During the 117th Congress, Rep. Neguse was a member of the House Subcommittee on Antitrust, Commercial, and Administrative Law where he has been a vocal critic of Facebook. In a July 2019 hearing on online platforms and market power, Neguse pushed Facebook’s Head of Global Policy Development to acknowledge that the social media giant maintains a near-monopoly status in the social networking world. In November of that same year, Neguse indicated at another online platforms and market power hearing that the U.S. Federal Trade Commission should have obtained more than a $5 billion settlement with Facebook in July 2019 over the company’s violation of an earlier consent order surrounding deceptive claims on user privacy tools.

Deborah Ross (NC-02)

Born June 20, 1963, Congresswoman Deborah Ross has served the 2nd District of North Carolina since first being elected to the House of Representatives in 2019. Ross spent 10 years in the North Carolina House of Representatives from 2003 to 2013 and then served for three years as the legal counsel for the Raleigh-area regional transit authority GoTriangle. Her House website biography notes that Ross also serves on the House Committee on Space, Science, and Technology, where she has worked to advance legislation related to clean energy.

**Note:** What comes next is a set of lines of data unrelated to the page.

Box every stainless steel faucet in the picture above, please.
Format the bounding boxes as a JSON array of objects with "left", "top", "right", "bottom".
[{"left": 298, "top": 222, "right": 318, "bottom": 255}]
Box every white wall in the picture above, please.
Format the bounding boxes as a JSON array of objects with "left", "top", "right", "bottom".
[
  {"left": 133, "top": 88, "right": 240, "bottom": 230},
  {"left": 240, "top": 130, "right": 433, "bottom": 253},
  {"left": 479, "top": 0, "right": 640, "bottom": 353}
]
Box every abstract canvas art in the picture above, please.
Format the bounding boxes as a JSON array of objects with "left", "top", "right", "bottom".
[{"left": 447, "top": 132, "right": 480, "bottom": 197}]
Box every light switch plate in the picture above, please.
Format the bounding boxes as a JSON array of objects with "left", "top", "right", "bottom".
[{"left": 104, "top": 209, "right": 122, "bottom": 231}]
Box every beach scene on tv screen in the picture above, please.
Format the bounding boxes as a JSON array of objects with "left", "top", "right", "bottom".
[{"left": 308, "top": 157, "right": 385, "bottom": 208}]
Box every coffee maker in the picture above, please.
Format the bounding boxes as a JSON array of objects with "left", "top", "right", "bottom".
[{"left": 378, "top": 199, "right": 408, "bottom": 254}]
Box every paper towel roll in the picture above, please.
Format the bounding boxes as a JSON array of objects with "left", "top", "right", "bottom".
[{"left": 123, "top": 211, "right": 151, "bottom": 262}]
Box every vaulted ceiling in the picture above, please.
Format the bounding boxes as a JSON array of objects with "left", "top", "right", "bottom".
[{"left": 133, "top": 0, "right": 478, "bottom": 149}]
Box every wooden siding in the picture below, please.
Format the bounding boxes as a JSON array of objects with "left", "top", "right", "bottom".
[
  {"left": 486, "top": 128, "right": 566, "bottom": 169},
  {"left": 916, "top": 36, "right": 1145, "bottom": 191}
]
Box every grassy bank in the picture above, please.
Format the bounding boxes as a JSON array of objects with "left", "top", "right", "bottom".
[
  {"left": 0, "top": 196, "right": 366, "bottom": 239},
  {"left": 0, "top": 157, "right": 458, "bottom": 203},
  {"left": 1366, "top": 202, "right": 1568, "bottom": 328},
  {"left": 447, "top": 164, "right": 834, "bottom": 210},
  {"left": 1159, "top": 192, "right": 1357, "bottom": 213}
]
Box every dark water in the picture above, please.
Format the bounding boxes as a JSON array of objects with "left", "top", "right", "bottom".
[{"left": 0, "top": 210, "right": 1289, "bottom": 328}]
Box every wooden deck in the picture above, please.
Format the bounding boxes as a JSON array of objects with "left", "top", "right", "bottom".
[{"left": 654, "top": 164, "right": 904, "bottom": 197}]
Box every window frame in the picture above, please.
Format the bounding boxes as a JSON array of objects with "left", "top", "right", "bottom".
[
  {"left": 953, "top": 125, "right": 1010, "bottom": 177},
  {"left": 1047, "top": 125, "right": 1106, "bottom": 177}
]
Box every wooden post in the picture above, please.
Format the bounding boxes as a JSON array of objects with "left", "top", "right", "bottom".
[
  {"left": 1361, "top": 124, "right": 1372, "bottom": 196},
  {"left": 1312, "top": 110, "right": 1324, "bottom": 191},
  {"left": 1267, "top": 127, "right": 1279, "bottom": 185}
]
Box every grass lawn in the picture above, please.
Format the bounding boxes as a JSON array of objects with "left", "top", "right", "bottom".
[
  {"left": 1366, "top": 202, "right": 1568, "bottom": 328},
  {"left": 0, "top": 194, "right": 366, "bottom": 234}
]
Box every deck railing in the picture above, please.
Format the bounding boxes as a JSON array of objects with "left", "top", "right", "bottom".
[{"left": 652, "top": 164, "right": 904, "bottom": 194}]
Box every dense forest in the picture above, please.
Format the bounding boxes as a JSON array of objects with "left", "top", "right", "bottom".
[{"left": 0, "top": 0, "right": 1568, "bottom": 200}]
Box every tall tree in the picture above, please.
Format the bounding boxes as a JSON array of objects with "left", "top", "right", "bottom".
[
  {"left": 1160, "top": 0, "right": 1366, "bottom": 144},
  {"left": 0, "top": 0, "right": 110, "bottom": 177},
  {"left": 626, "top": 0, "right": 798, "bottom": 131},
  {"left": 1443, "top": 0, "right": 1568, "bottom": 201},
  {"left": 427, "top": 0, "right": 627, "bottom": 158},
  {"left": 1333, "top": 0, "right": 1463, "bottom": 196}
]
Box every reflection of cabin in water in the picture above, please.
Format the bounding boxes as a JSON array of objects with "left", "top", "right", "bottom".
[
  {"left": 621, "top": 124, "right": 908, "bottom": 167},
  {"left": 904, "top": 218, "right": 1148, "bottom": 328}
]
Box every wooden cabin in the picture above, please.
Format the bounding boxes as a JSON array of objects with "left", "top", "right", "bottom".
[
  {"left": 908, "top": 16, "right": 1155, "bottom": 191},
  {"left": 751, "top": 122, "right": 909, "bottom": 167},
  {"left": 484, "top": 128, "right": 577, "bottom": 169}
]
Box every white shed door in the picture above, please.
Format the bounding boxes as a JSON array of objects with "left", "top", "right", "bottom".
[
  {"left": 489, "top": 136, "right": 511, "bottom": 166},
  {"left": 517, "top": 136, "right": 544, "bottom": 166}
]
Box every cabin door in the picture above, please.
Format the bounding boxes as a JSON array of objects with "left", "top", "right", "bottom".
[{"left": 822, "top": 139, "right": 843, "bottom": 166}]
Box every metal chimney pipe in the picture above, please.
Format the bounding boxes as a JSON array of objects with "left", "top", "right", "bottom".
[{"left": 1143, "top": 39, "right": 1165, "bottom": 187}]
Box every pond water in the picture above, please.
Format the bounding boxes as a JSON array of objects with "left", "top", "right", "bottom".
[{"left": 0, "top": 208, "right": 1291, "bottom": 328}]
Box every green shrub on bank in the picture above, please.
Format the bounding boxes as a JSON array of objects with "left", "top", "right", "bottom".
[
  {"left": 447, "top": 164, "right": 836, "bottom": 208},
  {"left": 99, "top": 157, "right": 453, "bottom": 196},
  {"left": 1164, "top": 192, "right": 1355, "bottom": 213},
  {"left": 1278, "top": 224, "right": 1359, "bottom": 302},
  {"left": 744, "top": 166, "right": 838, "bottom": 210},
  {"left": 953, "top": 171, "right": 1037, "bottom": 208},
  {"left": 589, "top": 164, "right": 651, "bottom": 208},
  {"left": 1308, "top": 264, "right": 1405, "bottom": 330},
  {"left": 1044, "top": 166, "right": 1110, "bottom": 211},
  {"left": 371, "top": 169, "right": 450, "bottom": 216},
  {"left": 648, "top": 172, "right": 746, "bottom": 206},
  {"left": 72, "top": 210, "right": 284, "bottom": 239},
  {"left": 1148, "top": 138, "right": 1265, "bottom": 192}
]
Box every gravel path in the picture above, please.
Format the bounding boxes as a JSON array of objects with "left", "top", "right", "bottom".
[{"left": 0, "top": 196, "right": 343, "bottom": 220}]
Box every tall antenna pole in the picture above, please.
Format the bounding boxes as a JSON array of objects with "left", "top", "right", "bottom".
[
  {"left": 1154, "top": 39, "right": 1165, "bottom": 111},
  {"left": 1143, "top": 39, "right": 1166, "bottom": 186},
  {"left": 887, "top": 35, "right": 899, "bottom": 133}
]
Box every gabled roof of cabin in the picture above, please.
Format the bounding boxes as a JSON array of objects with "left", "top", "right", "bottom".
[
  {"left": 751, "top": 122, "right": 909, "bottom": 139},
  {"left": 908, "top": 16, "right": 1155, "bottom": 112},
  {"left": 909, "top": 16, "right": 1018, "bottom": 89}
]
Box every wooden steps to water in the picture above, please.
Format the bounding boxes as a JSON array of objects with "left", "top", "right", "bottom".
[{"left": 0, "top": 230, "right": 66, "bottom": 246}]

Rep. Ross’s district includes the Research Triangle area of Raleigh, NC, which contains Duke University, the University of North Carolina at Chapel Hill, and North Carolina State University, each of which have very productive research programs. Among Ross’s clean energy bills include the Energizing Technology Transfer Act, which was incorporated into the major CHIPS and Science Act signed into law by President Biden last August. Ross was also on the House IP Subcommittee at the PTAB hearing last June where she questioned whether a parallel standard of proof should apply to PTAB proceedings when infringement proceedings between the parties is concurrently taking place in U.S. district court. Other legislative work by Ross includes sponsoring the House version of the Unleashing American Innovators Act of 2022, which was already passed by the Senate and would direct regional USPTO satellite offices to include outreach and retention activities targeted at underrepresented groups. 

Madeleine Dean (PA-04)

Born June 6, 1959, Congresswoman Madeleine Dean has represented Pennsylvania’s 4th District, including much of suburban north Philadelphia, since 2019. From 2012 to 2018, Dean served as a member of the Pennsylvania House of Representatives and previously was the Executive Director of the Philadelphia Trial Lawyers Association. Rep. Dean joined Rep. Ross as two of 14 Congressional lawmakers signing a letter addressed to U.S. Trade Representative Katherine Tai regarding concerns over potential adverse impacts of a waiver to international IP obligations under the TRIPS Agreement for COVID-19 treatments, “such as hampering American manufacturing and shifting jobs to foreign countries.”

Glenn Ivey (MD-04)

Born February 27, 1961, Congressman Glenn Ivey is part of the freshman class of the House of Representatives and is currently serving his first term representing Maryland’s 4th District. From 2003 to 2011, Ivey was the State’s Attorney of Prince George’s County, Maryland’s second-most populous county. He has also worked as counsel on the staff of then-Senate Majority Leader Tom Daschle, for Senator Paul Sarbanes during Whitewater, and has also been on the staff of long-time Representative John Conyers.